Organisatrice hors pair de la résistance, responsable du «nidham» à Cherchell, elle animera les réseaux de soutien (deux cellules, l’une composée de femmes, et l’autre d’hommes) au sein et en dehors de la ville, parfois au nez et à la barbe des services de sécurité

A la suite d’une dénonciation, le 21 mars 1957, elle rejoint définitivement le maquis… et pourtant, la lutte continue. Hélas, elle est arrêtée le 15 octobre de la même année… et torturée ( Le nom de son bourreau est connu : le Lieutenant-colonel Le Cointe, devenu par la suite général de corps d’armée), puis assassinée, exécutée le 25 octobre à 15 heures. Son corps ne sera retrouvé que plus tard, en mai 1982… Elle est enterrée aujourd’hui au cimetière des chouhada de Menaceur (…)

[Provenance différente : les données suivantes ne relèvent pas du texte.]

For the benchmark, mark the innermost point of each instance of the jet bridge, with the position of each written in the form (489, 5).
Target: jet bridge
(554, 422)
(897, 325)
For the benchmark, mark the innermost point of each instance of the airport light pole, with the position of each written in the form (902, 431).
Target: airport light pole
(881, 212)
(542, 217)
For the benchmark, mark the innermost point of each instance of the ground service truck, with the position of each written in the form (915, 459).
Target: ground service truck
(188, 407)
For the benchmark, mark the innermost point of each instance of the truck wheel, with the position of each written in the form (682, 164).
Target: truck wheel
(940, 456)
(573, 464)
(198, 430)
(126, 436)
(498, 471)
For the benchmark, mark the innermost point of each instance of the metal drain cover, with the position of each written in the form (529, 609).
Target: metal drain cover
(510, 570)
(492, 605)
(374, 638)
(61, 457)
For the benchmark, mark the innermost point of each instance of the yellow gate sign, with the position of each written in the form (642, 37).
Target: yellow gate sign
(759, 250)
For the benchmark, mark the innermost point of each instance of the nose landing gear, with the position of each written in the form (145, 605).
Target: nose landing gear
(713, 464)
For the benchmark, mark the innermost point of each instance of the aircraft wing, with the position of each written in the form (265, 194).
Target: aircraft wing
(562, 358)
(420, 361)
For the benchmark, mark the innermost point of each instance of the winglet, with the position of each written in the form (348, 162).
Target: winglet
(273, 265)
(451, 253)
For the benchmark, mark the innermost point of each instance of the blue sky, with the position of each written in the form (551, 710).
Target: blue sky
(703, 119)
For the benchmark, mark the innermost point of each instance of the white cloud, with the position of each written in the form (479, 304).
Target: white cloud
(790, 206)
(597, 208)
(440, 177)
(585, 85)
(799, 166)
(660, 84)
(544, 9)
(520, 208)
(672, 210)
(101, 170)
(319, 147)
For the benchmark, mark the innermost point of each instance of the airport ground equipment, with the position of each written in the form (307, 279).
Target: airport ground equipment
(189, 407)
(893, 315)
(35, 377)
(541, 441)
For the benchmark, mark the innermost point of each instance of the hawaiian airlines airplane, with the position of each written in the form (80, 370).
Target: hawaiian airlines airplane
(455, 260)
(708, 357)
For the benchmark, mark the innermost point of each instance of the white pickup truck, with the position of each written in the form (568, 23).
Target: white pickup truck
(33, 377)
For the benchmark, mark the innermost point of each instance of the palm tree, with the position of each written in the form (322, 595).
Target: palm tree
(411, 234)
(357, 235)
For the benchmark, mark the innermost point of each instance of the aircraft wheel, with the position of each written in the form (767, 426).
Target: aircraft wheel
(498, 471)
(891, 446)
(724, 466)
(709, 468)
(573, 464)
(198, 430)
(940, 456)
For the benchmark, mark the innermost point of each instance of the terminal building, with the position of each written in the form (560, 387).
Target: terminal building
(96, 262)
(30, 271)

L’Auteur : Homme politique (Fln 100%… avant), ancien ministre (… un des plus jeunes du gouvernement de l’époque… à la Jeunesse et les Sports), ambassadeur, conférencier… et homme de culture, amoureux fou de sa région natale, Cherchell (et de l’Algérie), auteur d’un grand nombre d’ouvrages

Avis : Un style qui n’a pas changé. Littérature, prose, commentaire, multiples digressions, rappels historiques remontant à loin, très loin, références vérifiées… et engagé… le style Bouchama ! On s’y perd un peu, mais à la fin, on aime… car on apprend.

Citations : «Même si on doit me brûler comme Jeanne d’Arc, je ne parlerai pas !» (Lalla Zouleikha Oudaï, p 20), «Malheureusement, les Algériennes sont souvent les grandes oubliées de l’histoire de leur pays» (Mildred Mortimer, professeur, Usa,p 280)

Yamina Oudaï, l’héroïne oubliée. Enquête historique de M’hamed Houaoura (Préface de Louiza Ighilahriz), Anep Editions 2017, 350 dinars, 103 pages (Fiche de lecture déjà publiée. Pour rappel. Extraits).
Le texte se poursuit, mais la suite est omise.